Harry Potter AI Chatbot + Google Gemini AI Chatbot + an Emailing Machine. All of Them Listens to Your Voice and Even Talks to You. All on a Pi 4!

by thesigmacoderboy in Circuits > Raspberry Pi

26 Views, 0 Favorites, 0 Comments

Harry Potter AI Chatbot + Google Gemini AI Chatbot + an Emailing Machine. All of Them Listens to Your Voice and Even Talks to You. All on a Pi 4!

I always wanted to have a personal chat bot in real life. Not only that, everybody in the house is a wild harry potter fan, my mom read all of the books 3 times and watched all of the movies for at least 7 times, I bet. ) So I decided to put together all of these ideas together and make a perfect gift for my parent's anniversary in July. Even though I published the Instructable pretty late, the fact that my parents' anniversary is on July is true!
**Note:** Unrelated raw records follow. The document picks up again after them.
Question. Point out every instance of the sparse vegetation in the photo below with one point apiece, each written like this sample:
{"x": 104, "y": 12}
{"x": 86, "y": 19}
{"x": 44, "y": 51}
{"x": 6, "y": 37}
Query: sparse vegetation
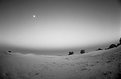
{"x": 71, "y": 53}
{"x": 82, "y": 51}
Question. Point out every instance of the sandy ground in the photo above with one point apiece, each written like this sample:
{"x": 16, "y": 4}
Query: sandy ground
{"x": 102, "y": 64}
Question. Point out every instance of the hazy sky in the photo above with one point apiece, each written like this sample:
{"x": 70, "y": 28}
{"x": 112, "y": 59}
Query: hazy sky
{"x": 58, "y": 24}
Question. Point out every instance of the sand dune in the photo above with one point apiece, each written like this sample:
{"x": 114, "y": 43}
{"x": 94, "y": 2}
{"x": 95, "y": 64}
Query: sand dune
{"x": 102, "y": 64}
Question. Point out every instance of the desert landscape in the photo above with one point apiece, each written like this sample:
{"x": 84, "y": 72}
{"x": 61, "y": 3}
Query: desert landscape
{"x": 101, "y": 64}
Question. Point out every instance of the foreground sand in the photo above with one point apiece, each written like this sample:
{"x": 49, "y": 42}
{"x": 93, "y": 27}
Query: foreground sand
{"x": 103, "y": 64}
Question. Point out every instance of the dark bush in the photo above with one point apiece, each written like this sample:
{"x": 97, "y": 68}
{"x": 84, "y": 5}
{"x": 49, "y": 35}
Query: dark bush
{"x": 82, "y": 51}
{"x": 71, "y": 53}
{"x": 112, "y": 46}
{"x": 99, "y": 49}
{"x": 118, "y": 44}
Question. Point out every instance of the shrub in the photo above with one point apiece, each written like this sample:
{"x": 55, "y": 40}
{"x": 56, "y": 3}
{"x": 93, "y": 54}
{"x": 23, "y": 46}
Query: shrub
{"x": 71, "y": 53}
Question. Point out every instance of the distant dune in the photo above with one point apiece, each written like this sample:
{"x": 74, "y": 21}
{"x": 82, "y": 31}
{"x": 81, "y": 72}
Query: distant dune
{"x": 102, "y": 64}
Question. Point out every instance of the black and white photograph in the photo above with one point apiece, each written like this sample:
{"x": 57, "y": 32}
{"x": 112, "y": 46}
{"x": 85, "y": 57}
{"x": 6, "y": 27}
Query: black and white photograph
{"x": 60, "y": 39}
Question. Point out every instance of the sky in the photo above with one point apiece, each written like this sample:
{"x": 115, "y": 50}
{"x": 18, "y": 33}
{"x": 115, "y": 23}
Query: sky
{"x": 59, "y": 24}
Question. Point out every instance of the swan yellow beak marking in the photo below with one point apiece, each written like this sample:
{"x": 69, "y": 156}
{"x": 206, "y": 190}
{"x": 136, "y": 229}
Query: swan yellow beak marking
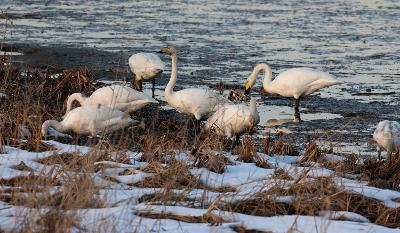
{"x": 165, "y": 50}
{"x": 251, "y": 125}
{"x": 247, "y": 85}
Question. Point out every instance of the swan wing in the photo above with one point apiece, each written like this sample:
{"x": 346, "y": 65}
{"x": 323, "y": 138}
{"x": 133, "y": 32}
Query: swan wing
{"x": 301, "y": 81}
{"x": 230, "y": 119}
{"x": 197, "y": 101}
{"x": 387, "y": 134}
{"x": 117, "y": 94}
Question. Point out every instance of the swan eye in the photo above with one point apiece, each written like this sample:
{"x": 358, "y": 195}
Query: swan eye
{"x": 251, "y": 125}
{"x": 247, "y": 85}
{"x": 165, "y": 50}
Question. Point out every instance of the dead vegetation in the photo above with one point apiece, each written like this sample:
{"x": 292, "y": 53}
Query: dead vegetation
{"x": 37, "y": 96}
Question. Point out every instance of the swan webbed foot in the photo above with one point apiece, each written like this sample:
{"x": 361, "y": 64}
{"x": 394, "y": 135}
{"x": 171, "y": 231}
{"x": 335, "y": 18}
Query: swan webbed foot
{"x": 296, "y": 110}
{"x": 237, "y": 139}
{"x": 137, "y": 85}
{"x": 153, "y": 82}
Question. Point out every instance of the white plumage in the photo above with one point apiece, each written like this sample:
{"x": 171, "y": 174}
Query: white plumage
{"x": 119, "y": 97}
{"x": 90, "y": 119}
{"x": 387, "y": 137}
{"x": 233, "y": 119}
{"x": 146, "y": 66}
{"x": 200, "y": 103}
{"x": 296, "y": 82}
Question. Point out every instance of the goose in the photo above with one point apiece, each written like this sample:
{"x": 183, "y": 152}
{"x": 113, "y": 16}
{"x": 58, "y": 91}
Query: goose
{"x": 119, "y": 97}
{"x": 145, "y": 66}
{"x": 295, "y": 82}
{"x": 90, "y": 120}
{"x": 387, "y": 137}
{"x": 197, "y": 102}
{"x": 234, "y": 119}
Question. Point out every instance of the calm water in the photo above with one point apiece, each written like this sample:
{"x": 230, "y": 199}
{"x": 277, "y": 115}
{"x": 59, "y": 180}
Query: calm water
{"x": 357, "y": 41}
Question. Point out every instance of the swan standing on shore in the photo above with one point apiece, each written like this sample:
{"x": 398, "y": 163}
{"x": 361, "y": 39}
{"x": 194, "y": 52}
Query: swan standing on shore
{"x": 119, "y": 97}
{"x": 296, "y": 83}
{"x": 387, "y": 137}
{"x": 235, "y": 119}
{"x": 145, "y": 66}
{"x": 90, "y": 119}
{"x": 200, "y": 103}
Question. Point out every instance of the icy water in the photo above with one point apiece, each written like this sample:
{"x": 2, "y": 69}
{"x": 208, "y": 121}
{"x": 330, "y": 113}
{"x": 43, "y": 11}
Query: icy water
{"x": 357, "y": 41}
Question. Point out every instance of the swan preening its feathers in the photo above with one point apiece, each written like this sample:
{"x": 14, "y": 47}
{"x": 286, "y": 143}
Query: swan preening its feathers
{"x": 234, "y": 119}
{"x": 146, "y": 66}
{"x": 296, "y": 82}
{"x": 387, "y": 137}
{"x": 119, "y": 97}
{"x": 200, "y": 103}
{"x": 90, "y": 120}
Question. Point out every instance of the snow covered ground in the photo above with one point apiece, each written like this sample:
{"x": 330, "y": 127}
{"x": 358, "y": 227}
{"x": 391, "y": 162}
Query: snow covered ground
{"x": 126, "y": 211}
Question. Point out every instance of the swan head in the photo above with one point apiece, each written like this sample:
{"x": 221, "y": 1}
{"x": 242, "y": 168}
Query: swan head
{"x": 168, "y": 50}
{"x": 248, "y": 86}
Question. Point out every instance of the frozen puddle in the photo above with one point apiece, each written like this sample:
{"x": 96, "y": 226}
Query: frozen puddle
{"x": 6, "y": 53}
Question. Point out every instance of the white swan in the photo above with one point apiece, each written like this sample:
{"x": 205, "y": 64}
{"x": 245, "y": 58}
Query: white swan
{"x": 200, "y": 103}
{"x": 233, "y": 120}
{"x": 387, "y": 137}
{"x": 90, "y": 119}
{"x": 119, "y": 97}
{"x": 145, "y": 66}
{"x": 296, "y": 83}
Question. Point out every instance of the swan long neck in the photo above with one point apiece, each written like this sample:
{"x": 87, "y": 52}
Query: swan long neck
{"x": 78, "y": 97}
{"x": 171, "y": 84}
{"x": 253, "y": 107}
{"x": 54, "y": 124}
{"x": 267, "y": 74}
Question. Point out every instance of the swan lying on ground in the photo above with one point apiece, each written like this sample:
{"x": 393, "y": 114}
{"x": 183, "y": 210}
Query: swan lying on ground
{"x": 200, "y": 103}
{"x": 145, "y": 66}
{"x": 90, "y": 120}
{"x": 119, "y": 97}
{"x": 387, "y": 137}
{"x": 235, "y": 119}
{"x": 296, "y": 83}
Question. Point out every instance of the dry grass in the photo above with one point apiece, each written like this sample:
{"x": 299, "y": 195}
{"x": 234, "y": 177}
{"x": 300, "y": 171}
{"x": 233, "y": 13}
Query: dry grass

This project works as a personal chatbot , works as a harry potter simulator, and acts as your email sender. the email sending part is complex, it will be explained to you in the image above.

Supplies

A raspberry pi - I used a PI 4 B (and something to power it)

A speaker - i used a bluetooth one

Air dry clay or 3d printer - OPTIONAL (i used air dry clay) - to make the body of the pi and speaker

paint - OPTIONAL - top paint ther body for the pi and speaker

another computer to ssh the pi - OPTIONAL BUT RECOMMENDED

Create Credentials

Let's create Azure Credentials -

Go to Azure Portal: https://portal.azure.com

In the top search bar, type "Speech" and click "Speech" (Cognitive Services).

Click + Create.

Fill in the required fields:

Subscription: Select your Azure subscription.
Resource Group: Create a new one or use an existing.
Region: Choose a region close to you (e.g., eastus, westus2, etc.).
Name: Give your resource a name (e.g., MySpeechResource).
Pricing Tier: Choose Free (F0) for testing or Standard (S0) if you need more capacity.

Click Review + create > Create.

Once the deployment is complete, click Go to Resource.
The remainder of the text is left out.